Andreas Huyssen
Villard Professor Emeritus of German and Comparative Literature
Germanic Languages

Andreas Huyssen is the Villard Professor EMERITUS of German and Comparative Literature at Columbia University, where he served as founding director of the Center for Comparative Literature and Society (1998-2003). He chaired the Department of Germanic Languages from 1986-1992 and again from 2005-2008. He is one of the founding editors of New German Critique (1974-), and he serves on the editorial boards of October, Constellations, Germanic Review, Transit, Key Words (UK), Critical Space (Tokyo), Memory Studies (UK), Lumina (Brazil), Comunicação & Cultura (Portugal). In 2005, he won Columbia’s coveted Mark van Doren teaching award. His research and teaching focus on 18th-20th-century German literature and culture, international modernism, Frankfurt School critical theory, postmodernism, cultural memory of historical trauma in transnational contexts, CONTEMPORARY ART, and urban culture and globalization.

Huyssen has published widely in German and English and his work has been translated into Spanish, Portuguese, French, Swedish, Danish, Slovenian, Hungarian, Polish, Turkish, Japanese, and Chinese. His books include Die frühromantische Konzeption von Übersetzung und Aneignung. Studien zur frühromantischen Utopie einer deutschen Weltliteratur (1969), Friedrich Schlegel. “Athenäums”-Fragmente und andere Schriften (1978, latest reprint 2005), Drama des Sturm und Drang (1980), The Technological Imagination: Theories and Fictions (ed. with Teresa de Lauretis and Kathleen Woodward, 1980), After the Great Divide: Modernism, Mass Culture, Postmodernism (1986), Postmoderne: Zeichen eines kulturellen Wandels (ed. with Klaus Scherpe, 1986), Modernity and the Text: Revisions of German Modernism (ed. with David Bathrick, 1989), Twilight Memories: Marking Time in a Culture of Amnesia (1995), Present Pasts: Urban Palimpsests and the Politics of Memory (2003), the edited volume on the culture of non-Western cities entitled Other Cities, Other Worlds: Urban Imaginaries in a Globalizing World (2008), Modernismo después de la posmodernidad (2010), William Kentridge and Nalini Malani: The Shadowplay as Medium of Memory (2013), and Miniature Metropolis: Literature in an Age of Photography and Film (2015).

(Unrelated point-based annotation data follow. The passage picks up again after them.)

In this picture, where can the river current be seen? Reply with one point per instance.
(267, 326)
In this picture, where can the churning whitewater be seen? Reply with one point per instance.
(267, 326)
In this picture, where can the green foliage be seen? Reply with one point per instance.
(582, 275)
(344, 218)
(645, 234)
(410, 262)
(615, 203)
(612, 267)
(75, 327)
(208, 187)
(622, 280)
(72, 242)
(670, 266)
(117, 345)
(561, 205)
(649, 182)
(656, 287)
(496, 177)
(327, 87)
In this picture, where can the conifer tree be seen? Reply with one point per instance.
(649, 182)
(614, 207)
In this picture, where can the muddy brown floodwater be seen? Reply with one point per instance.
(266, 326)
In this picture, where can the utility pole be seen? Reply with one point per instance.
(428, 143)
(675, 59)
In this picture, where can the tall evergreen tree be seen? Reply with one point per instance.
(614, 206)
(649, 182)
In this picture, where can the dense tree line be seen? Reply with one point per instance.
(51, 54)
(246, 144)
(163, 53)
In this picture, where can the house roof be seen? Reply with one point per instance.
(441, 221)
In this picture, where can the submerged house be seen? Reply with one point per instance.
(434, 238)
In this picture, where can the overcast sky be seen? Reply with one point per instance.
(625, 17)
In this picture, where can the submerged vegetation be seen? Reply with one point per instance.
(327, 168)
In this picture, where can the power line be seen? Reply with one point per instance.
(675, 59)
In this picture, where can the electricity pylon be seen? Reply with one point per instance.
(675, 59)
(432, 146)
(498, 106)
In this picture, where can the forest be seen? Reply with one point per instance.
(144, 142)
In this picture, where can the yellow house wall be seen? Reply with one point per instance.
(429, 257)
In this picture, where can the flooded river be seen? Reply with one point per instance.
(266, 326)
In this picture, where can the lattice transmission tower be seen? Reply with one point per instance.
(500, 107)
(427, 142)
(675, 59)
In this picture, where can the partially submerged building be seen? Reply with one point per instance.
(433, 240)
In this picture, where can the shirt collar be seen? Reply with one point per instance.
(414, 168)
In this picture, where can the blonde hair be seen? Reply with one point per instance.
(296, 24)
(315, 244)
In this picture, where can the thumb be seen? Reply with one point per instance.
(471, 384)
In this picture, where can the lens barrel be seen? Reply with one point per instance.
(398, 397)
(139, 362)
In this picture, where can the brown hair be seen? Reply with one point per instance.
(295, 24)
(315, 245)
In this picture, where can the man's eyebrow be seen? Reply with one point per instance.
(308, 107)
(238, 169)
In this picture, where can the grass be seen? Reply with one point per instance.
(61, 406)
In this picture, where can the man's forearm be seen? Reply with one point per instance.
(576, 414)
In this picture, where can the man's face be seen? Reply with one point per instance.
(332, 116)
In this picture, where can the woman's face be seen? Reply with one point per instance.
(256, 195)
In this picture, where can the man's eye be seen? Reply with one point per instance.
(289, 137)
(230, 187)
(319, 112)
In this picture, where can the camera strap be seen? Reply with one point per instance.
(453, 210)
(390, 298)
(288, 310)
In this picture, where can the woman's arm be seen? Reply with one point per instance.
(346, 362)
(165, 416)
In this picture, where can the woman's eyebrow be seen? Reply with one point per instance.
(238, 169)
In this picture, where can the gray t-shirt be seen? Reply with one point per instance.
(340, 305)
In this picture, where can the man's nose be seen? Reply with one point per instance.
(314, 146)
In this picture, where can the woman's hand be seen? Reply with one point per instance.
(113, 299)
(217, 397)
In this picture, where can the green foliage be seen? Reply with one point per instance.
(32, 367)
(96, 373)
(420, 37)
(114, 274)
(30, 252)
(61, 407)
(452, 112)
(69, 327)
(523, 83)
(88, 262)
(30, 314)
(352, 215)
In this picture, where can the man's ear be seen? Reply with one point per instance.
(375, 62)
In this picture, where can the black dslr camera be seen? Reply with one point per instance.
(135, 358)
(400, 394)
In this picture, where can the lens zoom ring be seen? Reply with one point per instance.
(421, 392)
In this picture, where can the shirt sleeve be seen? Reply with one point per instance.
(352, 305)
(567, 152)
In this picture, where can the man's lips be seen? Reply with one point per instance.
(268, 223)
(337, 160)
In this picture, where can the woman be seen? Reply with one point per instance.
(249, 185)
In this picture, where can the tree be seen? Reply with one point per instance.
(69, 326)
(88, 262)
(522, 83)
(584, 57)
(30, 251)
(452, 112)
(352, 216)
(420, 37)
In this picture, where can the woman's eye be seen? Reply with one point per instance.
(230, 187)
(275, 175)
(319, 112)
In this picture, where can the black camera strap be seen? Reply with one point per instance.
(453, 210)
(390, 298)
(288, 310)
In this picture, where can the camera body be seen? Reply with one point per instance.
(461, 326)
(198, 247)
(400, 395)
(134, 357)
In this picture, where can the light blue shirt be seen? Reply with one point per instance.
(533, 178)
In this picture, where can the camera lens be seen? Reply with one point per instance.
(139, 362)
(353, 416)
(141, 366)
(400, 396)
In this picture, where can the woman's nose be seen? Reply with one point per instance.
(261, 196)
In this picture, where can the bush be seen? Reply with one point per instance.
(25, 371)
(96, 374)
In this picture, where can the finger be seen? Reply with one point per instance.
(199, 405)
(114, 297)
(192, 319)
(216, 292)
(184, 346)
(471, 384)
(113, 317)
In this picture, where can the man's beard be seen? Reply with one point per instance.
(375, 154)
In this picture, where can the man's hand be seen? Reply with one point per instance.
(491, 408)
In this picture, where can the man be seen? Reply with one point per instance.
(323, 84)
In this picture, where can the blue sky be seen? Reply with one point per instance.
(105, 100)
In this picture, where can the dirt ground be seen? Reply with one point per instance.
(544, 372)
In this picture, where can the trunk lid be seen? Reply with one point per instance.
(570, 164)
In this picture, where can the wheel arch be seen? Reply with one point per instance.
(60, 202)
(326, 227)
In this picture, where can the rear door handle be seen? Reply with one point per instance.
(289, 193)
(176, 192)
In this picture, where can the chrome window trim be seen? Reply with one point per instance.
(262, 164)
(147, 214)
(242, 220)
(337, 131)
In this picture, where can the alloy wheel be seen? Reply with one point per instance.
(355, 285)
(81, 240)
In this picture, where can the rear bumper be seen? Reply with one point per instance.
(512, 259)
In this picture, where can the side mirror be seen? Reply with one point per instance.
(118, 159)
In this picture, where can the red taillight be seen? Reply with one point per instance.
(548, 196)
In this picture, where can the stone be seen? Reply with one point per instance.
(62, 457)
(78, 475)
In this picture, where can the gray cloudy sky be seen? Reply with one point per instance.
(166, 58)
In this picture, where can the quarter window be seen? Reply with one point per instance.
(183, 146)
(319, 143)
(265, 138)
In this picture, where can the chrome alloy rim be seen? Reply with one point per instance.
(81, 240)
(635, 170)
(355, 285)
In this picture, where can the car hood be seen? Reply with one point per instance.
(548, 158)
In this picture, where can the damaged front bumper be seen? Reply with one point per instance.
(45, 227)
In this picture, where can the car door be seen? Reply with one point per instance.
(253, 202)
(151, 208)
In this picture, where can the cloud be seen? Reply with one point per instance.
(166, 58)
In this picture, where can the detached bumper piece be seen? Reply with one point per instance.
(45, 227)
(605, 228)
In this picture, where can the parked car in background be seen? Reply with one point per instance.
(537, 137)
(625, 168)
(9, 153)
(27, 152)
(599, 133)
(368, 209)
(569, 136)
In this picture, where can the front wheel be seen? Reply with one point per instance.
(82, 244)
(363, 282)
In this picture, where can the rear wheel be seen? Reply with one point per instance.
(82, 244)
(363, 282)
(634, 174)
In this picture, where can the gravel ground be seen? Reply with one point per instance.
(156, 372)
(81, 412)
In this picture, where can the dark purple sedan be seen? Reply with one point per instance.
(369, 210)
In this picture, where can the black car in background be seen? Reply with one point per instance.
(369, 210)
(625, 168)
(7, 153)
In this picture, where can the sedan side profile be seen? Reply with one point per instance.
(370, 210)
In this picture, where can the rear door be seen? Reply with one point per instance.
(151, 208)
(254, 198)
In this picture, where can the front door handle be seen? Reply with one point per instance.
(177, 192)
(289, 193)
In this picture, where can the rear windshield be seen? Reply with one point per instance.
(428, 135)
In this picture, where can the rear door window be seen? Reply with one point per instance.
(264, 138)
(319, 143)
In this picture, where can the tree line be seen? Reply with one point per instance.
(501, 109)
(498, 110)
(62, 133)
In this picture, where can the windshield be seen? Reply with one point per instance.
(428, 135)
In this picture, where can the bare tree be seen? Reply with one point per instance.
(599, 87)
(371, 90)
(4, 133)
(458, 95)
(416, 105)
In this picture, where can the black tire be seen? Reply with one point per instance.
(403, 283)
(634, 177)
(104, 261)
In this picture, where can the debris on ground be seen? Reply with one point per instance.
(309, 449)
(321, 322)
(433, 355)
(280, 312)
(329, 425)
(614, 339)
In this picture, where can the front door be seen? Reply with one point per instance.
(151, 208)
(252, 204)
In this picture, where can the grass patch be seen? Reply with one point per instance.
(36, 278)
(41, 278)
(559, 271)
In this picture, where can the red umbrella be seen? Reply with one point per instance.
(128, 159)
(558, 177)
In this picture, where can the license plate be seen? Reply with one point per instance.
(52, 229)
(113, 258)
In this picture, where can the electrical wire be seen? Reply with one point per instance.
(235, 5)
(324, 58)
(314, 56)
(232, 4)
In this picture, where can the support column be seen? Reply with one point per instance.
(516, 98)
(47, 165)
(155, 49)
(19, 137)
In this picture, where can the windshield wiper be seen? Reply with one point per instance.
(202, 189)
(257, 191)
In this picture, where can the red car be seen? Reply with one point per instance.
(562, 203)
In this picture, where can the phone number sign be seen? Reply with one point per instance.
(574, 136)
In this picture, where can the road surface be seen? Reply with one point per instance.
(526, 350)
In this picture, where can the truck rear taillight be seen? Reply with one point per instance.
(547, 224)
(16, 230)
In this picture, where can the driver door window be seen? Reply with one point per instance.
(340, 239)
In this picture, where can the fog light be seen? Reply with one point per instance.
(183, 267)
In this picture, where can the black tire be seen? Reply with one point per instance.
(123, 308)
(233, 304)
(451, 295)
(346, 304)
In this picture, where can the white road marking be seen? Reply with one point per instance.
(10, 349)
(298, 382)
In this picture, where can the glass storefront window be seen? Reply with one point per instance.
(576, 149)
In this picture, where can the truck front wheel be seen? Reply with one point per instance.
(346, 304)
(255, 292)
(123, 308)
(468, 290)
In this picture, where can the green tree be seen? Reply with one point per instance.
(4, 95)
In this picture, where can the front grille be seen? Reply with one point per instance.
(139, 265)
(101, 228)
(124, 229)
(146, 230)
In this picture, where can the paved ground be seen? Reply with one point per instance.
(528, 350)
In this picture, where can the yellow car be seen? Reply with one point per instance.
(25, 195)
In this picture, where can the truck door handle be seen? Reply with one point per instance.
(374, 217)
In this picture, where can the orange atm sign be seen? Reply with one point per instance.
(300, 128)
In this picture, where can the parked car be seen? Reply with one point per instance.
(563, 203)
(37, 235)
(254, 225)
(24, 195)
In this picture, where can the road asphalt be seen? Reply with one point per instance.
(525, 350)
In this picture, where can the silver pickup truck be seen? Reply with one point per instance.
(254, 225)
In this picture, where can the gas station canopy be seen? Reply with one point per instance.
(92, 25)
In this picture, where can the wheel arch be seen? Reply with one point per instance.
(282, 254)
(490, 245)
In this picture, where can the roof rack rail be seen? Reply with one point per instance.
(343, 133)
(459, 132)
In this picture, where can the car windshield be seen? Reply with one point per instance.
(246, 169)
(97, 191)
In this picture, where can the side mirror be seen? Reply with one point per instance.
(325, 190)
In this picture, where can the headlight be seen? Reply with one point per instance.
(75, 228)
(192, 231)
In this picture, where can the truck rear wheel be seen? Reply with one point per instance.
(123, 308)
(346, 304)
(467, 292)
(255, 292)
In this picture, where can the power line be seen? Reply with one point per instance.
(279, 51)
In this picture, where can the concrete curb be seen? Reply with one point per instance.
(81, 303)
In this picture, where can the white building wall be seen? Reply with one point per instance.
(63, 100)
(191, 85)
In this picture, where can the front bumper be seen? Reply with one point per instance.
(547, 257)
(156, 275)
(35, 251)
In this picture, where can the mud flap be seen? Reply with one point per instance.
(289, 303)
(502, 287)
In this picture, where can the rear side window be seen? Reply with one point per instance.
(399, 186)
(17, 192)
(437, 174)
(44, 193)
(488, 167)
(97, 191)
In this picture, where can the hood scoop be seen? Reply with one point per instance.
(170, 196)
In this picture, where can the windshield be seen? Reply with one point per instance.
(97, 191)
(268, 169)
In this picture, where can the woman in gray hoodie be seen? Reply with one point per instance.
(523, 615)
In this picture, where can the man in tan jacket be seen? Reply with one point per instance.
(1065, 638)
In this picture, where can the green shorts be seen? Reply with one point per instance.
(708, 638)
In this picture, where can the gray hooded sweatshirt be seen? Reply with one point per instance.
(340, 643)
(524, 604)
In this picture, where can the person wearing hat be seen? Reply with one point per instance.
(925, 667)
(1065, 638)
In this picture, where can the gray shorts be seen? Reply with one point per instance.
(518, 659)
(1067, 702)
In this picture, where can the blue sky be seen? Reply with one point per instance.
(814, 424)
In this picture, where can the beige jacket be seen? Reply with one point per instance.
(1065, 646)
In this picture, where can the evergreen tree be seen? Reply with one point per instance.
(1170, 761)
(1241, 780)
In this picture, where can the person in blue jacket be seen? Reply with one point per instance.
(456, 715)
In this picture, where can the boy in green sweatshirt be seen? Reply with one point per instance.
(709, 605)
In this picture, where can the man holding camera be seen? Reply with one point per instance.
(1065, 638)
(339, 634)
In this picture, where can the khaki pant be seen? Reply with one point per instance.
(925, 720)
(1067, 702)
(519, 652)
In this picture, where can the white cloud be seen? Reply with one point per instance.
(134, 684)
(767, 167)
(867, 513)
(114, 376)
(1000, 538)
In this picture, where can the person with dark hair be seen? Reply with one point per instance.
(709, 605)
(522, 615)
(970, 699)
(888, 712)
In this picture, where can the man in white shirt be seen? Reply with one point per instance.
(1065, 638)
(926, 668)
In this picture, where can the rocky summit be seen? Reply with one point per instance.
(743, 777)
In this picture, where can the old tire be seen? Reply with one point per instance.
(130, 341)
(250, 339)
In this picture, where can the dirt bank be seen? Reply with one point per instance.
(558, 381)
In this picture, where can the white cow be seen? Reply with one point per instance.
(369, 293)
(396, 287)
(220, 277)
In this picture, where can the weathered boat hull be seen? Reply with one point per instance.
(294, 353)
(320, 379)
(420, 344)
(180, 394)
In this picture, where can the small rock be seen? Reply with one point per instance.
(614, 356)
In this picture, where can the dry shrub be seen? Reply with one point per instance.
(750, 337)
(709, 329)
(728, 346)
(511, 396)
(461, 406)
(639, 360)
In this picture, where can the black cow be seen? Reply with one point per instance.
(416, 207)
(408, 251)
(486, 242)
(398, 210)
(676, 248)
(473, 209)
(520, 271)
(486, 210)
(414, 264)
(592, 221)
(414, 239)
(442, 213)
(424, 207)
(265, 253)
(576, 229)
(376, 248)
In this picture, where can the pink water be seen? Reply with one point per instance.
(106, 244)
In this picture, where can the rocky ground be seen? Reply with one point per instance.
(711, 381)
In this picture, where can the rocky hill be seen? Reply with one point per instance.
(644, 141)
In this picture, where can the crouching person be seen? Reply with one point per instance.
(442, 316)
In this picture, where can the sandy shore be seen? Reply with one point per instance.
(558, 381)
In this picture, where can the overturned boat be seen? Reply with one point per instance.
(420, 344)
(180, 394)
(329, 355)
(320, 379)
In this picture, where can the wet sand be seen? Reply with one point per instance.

Retired since 2017, he is currently working on a book about memory of state violence and historical trauma in contemporary art from beyond the Northern Transatlantic and a series of essays about 21st-century fascism.

Recent Essays
”Mustang Red: My American Road to Critical Theory,” Transatlantic German Studies: Testimonies to the Profession, ed. by Paul Michael Lützeler and Peter Höyng (Rochester NY: Camden House, 2018) 124 -143.

“Palimpsesto: Writing in Water and in Light,” White Cube catalogue for Doris Salcedo show (Musumeci: Italy, 2018)4-11.